GSJr: Só para registro, eu discordo parcialmente
da visão do Ruy e do Júnior sobre o filme.
Em todo momento passou pra mim aquele lado "de
arte", posado, de recursozinho tolo de roteiro,
de oposição de gerações.
O filme realmente não me agrada, ou muito pouco.
Acho a fotografia excessiva, buscando muito charme.
A seqüência final eu acho curiosa, mais interessante
que o resto do filme, mas também não me
encantou.
DC: O filme passa, sim, um virtuosismo.
LCOJr: Não que não haja um certo virtuosismo,
e uma ornamentação. O que eu acho é
que não é gratuito, entende? Eu vejo um
projeto.
GSJr: Tem um projeto, mas ao meu ver não foi
eficiente. A mim, não conseguiu me transmitir
nada, transmitiu durante a maior parte do tempo um vazio.
DC: Ele continua querendo ser artista. Por isso que
eu gosto do final, em que ele parece ser menos pretensioso
e muito mais brincalhão.
LCOJr: Até aí, nada. O final surpreende
muito porque o filme parecia andar para o lado o tempo
todo, parecia um movimento de caranguejo. Não
parecia que o filme queria chegar em algum lugar. E
quando você vê que ele queria chegar, surpreende
e trai toda desconfiança.
DC: E agora chegamos na hora de falar de O Signo
do Caos, que todo mundo aqui colocou como um dos
melhores do ano. E é engraçado porque
a gente faz parte desse pequeno mundinho, porque o filme
teve pouco mais de 1.800 pagantes... Embora alguns de
nós não tenhamos contado porque vimos
o filme em festival, talvez.
LCOJr: Mas é engraçado que a gente tenha
deixado para falar só no final de O Signo
do Caos, e ter uma dificuldade de falar de O
Signo do Caos no Cinema Falado, porque é
um filme que realmente é muito difícil
de você colocar junto com um processo do cinema
brasileiro.
LARM: É um filme que fala por si, também.
DC: Exatamente, e mais do que isso: é um filme
que silencia. Qualquer pessoa que veja O Signo do
Caos e depois chegue a esse ponto da nossa conversa,
vai chegar e dizer: "Ah, é, tem O
Signo do Caos, que é difícil de falar
qualquer coisa...".
LARM: Eu não vi O Fim e o Princípio,
mas de certa maneira quando você fala que o Coutinho
se coloca, e coloca o próprio método dele,
eu acho que O Signo do Caos também tem
isso. Ele tem isso de colocar como que se constrói
esse filme. Ele se coloca o tempo inteiro: "Aqui
eu repito; aqui eu repito de novo; vocês agüentam
uma terceira repetição?".
DC: Mas ele se coloca sempre, quase todos os filmes
dele são assim.
LARM: Mas nesse ele radicaliza. É um diálogo
com o espectador muito sobre a incapacidade do espectador
atual de comprar um filme desse. E eu acho que isso
está mais presente nesse do que nos outros filmes
do Sganzerla.
RG: O "Vai e vem" reiterativo do papagaio
de O Signo do Caos está disseminado na
carreira dele, desde A Mulher de Todos, passando
pelos filmes da Belair, passando pelo O Abismo.

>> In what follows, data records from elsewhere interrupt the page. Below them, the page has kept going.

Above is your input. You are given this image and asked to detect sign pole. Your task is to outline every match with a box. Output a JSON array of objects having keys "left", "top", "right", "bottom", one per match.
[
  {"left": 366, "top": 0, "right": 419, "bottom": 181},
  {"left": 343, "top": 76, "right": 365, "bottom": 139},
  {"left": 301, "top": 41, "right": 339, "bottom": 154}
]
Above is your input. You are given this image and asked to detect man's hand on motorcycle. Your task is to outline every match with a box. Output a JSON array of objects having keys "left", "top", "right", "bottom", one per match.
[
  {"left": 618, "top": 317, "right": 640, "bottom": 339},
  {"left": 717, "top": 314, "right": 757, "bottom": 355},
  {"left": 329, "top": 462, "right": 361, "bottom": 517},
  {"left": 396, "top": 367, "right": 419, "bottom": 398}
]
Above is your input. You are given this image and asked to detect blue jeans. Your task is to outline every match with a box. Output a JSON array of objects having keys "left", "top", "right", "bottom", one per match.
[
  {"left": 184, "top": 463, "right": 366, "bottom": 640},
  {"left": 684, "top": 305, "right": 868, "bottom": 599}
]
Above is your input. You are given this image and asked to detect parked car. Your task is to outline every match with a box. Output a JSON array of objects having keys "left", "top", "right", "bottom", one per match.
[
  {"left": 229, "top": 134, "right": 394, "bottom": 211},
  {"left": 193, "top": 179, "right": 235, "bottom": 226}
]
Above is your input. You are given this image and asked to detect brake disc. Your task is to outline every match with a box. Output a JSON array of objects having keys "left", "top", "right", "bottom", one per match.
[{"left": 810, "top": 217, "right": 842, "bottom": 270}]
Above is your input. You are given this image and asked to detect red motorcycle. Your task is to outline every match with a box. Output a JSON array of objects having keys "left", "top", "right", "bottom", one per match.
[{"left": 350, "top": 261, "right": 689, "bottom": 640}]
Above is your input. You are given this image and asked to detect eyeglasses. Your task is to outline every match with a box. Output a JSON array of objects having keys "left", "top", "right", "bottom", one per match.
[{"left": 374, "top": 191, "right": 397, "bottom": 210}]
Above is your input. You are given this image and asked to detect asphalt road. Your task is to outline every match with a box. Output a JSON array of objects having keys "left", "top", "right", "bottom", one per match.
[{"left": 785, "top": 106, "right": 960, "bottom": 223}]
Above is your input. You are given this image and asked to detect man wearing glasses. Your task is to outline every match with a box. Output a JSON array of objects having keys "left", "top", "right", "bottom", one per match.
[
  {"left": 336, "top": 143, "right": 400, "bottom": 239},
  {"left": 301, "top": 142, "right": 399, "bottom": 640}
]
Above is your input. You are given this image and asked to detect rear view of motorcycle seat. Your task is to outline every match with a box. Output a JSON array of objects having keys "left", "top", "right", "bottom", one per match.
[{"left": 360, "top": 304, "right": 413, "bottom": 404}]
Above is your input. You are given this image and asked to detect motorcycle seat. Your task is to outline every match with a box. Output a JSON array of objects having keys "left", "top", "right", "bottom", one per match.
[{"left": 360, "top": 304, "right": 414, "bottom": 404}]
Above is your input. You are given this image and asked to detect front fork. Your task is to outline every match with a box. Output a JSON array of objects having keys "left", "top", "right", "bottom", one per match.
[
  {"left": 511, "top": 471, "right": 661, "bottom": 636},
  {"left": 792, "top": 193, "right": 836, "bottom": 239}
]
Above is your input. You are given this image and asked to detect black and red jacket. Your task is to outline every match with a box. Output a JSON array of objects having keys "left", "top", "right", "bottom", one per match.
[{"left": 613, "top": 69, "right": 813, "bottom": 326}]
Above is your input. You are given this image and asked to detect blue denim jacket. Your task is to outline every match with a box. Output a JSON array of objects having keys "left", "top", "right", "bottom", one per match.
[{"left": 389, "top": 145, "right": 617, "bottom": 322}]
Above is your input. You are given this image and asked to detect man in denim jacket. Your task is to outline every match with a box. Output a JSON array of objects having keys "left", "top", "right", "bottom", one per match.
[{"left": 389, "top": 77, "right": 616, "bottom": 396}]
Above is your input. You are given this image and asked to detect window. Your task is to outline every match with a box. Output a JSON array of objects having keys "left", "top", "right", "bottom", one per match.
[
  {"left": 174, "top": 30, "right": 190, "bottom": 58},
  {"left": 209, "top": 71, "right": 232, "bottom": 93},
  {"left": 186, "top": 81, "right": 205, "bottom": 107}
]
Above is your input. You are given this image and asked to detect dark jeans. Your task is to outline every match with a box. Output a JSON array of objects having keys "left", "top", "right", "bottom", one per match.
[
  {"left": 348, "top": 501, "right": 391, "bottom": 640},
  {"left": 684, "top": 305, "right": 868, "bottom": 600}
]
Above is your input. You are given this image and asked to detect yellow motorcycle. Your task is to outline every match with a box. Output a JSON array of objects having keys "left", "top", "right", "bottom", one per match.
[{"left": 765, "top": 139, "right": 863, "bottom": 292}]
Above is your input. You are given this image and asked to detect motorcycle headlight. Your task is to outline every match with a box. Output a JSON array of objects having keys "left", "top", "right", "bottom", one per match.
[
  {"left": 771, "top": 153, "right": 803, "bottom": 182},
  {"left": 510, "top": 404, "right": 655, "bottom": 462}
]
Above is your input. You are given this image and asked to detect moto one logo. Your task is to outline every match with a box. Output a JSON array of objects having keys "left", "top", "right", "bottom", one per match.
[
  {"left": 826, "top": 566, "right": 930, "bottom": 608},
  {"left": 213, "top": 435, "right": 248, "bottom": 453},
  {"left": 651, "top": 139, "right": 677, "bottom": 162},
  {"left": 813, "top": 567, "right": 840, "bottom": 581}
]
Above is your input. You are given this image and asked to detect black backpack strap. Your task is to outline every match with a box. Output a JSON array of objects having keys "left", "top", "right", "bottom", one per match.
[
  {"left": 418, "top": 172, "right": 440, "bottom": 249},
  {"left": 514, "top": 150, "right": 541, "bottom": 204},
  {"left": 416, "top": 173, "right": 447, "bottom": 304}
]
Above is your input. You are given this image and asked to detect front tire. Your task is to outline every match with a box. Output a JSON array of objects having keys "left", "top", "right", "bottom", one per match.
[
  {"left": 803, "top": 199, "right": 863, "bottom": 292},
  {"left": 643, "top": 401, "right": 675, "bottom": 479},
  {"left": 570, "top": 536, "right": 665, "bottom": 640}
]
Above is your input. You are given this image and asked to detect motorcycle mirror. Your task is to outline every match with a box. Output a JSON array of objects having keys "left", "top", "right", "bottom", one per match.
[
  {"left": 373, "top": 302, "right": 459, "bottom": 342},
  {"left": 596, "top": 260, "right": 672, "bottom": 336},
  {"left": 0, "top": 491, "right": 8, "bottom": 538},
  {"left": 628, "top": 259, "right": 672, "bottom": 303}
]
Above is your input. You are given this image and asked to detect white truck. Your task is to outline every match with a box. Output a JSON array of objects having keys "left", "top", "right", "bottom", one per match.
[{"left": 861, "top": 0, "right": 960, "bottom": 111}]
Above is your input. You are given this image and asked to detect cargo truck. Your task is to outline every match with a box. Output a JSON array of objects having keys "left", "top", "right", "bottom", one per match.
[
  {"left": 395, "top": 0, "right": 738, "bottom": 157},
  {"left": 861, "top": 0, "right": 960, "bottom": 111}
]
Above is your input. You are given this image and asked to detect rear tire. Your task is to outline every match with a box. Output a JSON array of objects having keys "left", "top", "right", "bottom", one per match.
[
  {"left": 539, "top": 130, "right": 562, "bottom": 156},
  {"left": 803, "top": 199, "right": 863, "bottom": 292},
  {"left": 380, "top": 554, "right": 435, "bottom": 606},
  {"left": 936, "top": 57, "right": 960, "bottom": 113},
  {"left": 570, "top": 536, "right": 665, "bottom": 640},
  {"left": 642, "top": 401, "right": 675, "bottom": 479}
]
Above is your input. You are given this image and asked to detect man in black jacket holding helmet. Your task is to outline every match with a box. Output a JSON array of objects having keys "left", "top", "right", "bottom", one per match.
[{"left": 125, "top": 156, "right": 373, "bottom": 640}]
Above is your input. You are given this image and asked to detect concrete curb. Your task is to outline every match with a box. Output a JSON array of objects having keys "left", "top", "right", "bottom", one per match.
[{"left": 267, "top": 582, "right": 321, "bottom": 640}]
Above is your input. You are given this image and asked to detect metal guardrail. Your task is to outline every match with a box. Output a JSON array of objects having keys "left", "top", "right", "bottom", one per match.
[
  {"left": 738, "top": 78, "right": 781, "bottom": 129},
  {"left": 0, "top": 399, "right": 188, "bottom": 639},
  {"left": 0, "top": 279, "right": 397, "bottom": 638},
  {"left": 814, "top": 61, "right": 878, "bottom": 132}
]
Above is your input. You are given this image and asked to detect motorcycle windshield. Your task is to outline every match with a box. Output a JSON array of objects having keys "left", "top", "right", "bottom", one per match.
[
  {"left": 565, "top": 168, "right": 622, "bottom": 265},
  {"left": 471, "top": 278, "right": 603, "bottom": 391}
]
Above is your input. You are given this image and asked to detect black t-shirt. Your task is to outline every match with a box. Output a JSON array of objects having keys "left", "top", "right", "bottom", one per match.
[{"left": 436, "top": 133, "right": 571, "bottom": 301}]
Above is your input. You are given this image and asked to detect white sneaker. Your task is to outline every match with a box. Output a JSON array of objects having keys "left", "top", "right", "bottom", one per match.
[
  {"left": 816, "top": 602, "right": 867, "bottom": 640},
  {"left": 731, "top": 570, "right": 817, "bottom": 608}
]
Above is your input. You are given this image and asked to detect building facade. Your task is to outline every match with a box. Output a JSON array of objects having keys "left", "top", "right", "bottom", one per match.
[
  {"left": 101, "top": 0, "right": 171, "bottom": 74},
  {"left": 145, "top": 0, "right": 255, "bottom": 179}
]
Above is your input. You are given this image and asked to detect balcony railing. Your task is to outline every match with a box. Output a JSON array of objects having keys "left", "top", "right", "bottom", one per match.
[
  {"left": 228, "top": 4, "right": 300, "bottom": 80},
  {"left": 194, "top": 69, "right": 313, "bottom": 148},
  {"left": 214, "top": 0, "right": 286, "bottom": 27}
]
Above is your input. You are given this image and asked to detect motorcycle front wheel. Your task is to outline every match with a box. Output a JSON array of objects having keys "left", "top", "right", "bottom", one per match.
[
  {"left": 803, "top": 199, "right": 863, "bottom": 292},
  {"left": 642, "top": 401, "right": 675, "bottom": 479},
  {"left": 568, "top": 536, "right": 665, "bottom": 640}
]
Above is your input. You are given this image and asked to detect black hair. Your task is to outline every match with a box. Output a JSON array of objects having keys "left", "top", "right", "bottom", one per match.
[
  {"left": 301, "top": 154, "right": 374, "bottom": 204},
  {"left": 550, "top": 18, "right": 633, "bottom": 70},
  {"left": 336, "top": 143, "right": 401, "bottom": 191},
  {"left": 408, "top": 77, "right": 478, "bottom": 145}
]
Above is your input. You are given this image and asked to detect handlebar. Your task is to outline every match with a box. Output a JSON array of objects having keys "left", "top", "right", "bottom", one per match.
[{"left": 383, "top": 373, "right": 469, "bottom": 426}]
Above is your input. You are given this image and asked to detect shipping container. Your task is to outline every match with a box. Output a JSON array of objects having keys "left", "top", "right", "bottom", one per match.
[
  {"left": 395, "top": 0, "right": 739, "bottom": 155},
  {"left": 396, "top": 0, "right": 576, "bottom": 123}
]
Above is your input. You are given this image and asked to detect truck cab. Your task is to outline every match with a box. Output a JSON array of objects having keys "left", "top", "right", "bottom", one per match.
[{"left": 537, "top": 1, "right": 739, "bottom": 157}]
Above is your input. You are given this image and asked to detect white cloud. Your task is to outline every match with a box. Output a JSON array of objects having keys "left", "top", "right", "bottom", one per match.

Tem toda uma intriga da descontinuidade, que eu acho
que começa a funcionar inclusive em O Bandido
da Luz Vermelha – se não tinha no roteiro,
vai ter a partir da montagem do filme, sobretudo na
edição de som –, sempre descendo o abismo,
com trocadilho, da descontinuidade. Passamos por Sem
Essa Aranha, que é um filme que tem 14 planos-seqüência
que não se comunicam, passando para O Abismo,
em que são os personagens que não se comunicam
– cada personagem parece habitar uma ilha desconectada
de todos os outros lugares –, até O Signo
do Caos, em que cada plano parece ser uma ilha,
e até nos cortes que têm uma certa continuidade
espacial, não parece: parece que a imagem salta
o tempo inteiro, justamente porque essa descontinuidade
está levada ao extremo. A ponto de ele usar a
idéia de antifilme, e ser um filme que
funciona pela reiteração das falas, das
cenas, de tudo ir e voltar (e voltar ser mais importante).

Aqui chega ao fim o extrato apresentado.